SGER: A Virtual Target For Next Generation Hardware Accelerated Multi-Core Systems

SGER：下一代硬件加速多核系统的虚拟目标

• 批准号: 0749508
• 负责人: Tony Givargis
• 金额: $ 20万
• 依托单位: University of California-Irvine
• 依托单位国家: 美国
• 项目类别: Standard Grant
• 财政年份: 2008
• 资助国家: 美国
• 起止时间: 2008-01-01 至 2009-12-31
• 项目状态: 已结题
• 来源: https://www.nsf.gov/awardsearch/showAward?AWD_ID=0749508&HistoricalAwards=false
• 关键词: SGER; Virtual; Target; Next; Generation

For years, microprocessor vendors have supplied processors with increasingly faster clock speeds, ensuring the continued growth in the number of embedded products on the market. These embedded products have had a profound impact on the quality of life. Today, and as a result of physical design challenges, the industry finds itself at a turning point, with a shift of emphasis from single-processor core to multi-core systems using Field Programmable Gate Arrays (FPGAs) as means to accelerate compute-bound applications.To obtain desired performance from these new compute platforms, designers are following platform-specific programming and compilation practices. These practices yield non-portable code, and violate the principle of clean separation of function from architecture, reducing the degree of interoperability among developers, tool vendors, and architecture providers.The planned research of virtualizing a multi-core system augmented with FPGA fabric, akin to the concept of virtual machines such as Java VM, provides an abstract and universal underpinning for design and verification of complex embedded software. The research aims to explore and define a parametric virtualization layer providing an abstract view of hardware to the software subsystem and study technologies for configuration checkpointing/rollback and source level debugging support.A virtual platform will enhance and enable research in distributed software, operating systems, compilers, on-chip synthesis, device configuration, debugging, active power management, and FPGA/microprocessor design. It will serve as an important tool in the lecture room and in the hands of students, allowing them to explore, define, and refine the design paradigms of the future.

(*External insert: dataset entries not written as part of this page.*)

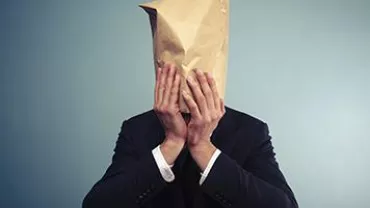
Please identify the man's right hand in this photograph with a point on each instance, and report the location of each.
(167, 108)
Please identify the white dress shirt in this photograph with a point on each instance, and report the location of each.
(166, 171)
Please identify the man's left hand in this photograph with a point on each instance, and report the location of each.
(206, 109)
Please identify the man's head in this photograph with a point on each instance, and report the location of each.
(191, 34)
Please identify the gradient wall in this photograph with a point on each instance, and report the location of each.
(72, 71)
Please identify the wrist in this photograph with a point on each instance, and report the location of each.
(202, 153)
(202, 147)
(170, 150)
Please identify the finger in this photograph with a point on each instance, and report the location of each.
(174, 97)
(162, 82)
(207, 92)
(223, 109)
(168, 86)
(157, 75)
(213, 86)
(198, 95)
(190, 103)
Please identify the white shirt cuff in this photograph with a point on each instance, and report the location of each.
(204, 175)
(163, 167)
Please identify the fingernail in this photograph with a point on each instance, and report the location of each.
(190, 79)
(185, 93)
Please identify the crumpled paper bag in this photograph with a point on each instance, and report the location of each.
(191, 34)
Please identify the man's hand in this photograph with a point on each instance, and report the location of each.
(206, 110)
(168, 111)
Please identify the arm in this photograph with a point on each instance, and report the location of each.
(130, 181)
(258, 183)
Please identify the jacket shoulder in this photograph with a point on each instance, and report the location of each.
(242, 118)
(141, 120)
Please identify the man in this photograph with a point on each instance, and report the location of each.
(215, 157)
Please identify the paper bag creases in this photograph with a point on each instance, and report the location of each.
(192, 34)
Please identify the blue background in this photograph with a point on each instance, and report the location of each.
(72, 71)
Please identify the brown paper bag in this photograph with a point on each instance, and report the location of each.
(191, 34)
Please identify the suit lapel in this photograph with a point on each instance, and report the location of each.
(222, 135)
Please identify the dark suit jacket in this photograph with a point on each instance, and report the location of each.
(245, 175)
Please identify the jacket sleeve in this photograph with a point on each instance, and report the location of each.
(130, 181)
(258, 183)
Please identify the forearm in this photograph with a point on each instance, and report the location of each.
(232, 185)
(128, 186)
(202, 153)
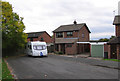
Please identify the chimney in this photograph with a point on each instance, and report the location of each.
(119, 8)
(75, 22)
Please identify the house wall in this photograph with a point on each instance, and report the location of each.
(117, 30)
(45, 36)
(118, 51)
(75, 35)
(84, 31)
(105, 48)
(71, 50)
(109, 51)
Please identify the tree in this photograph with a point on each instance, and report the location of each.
(13, 37)
(112, 37)
(103, 40)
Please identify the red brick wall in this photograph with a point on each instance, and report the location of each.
(75, 35)
(46, 38)
(86, 35)
(117, 30)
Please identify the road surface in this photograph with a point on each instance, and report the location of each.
(57, 67)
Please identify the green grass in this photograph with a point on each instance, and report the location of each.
(6, 75)
(113, 60)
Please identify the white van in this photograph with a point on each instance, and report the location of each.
(36, 48)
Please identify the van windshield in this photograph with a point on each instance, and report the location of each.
(39, 47)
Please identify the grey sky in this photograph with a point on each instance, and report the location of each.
(47, 15)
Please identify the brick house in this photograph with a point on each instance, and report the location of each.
(67, 36)
(40, 36)
(114, 44)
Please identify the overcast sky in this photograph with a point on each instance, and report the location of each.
(47, 15)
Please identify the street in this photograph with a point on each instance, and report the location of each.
(57, 67)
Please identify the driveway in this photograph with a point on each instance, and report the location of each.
(58, 67)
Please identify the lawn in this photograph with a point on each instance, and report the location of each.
(6, 75)
(113, 60)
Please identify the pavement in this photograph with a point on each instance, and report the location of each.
(61, 67)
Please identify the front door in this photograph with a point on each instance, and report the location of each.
(63, 48)
(113, 51)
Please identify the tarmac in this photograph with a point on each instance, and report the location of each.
(93, 61)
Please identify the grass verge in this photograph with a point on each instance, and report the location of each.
(117, 60)
(6, 75)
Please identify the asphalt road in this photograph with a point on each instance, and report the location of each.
(57, 67)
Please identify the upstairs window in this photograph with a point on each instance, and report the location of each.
(31, 39)
(42, 39)
(69, 33)
(83, 35)
(59, 35)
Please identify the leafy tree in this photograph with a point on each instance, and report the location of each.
(13, 37)
(103, 40)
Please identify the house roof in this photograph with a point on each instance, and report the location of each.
(116, 20)
(115, 40)
(65, 41)
(35, 34)
(71, 27)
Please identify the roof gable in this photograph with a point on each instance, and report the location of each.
(72, 27)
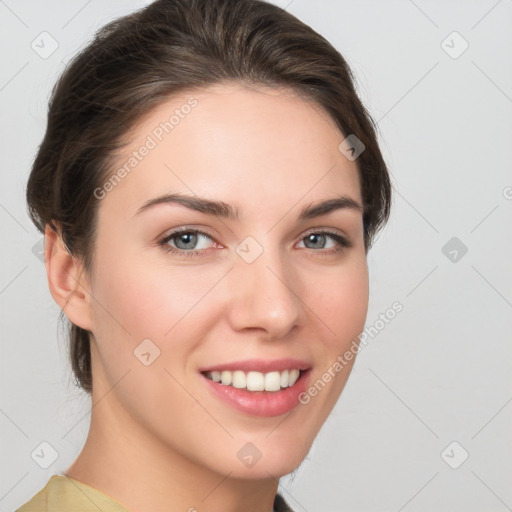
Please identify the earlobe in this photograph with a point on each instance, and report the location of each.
(66, 280)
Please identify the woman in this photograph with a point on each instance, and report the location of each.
(209, 186)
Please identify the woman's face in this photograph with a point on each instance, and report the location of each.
(261, 288)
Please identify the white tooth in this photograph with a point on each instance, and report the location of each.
(294, 375)
(272, 381)
(284, 379)
(226, 377)
(255, 381)
(239, 380)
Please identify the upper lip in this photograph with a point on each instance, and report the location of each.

多年来，微处理器供应商提供的处理器的时钟速度越来越快，确保了市场上嵌入式产品数量的持续增长。这些嵌入式产品对生活质量产生了深远的影响。如今，由于物理设计方面的挑战，行业发现自己正处于一个转折点，重点从单处理器核心转向使用现场可编程门阵列 (FPGA) 的多核系统，作为加速计算密集型应用的手段。为了从这些新的计算平台获得所需的性能，设计人员正在遵循特定于平台的编程和编译实践。这些做法产生了不可移植的代码，并且违反了功能与架构完全分离的原则，降低了开发人员、工具供应商和架构提供商之间的互操作性程度。计划中的虚拟化利用 FPGA 结构增强的多核系统的研究，类似于 Java VM 等虚拟机的概念，为复杂嵌入式软件的设计和验证提供了抽象和通用的基础。该研究旨在探索和定义参数虚拟化层，为软件子系统提供硬件的抽象视图，并研究配置检查点/回滚和源级调试支持的技术。虚拟平台将增强和支持分布式软件、操作系统、编译器、片上综合、设备配置、调试、主动电源管理和 FPGA/微处理器设计方面的研究。它将成为课堂和学生手中的重要工具，让他们能够探索、定义和完善未来的设计范式。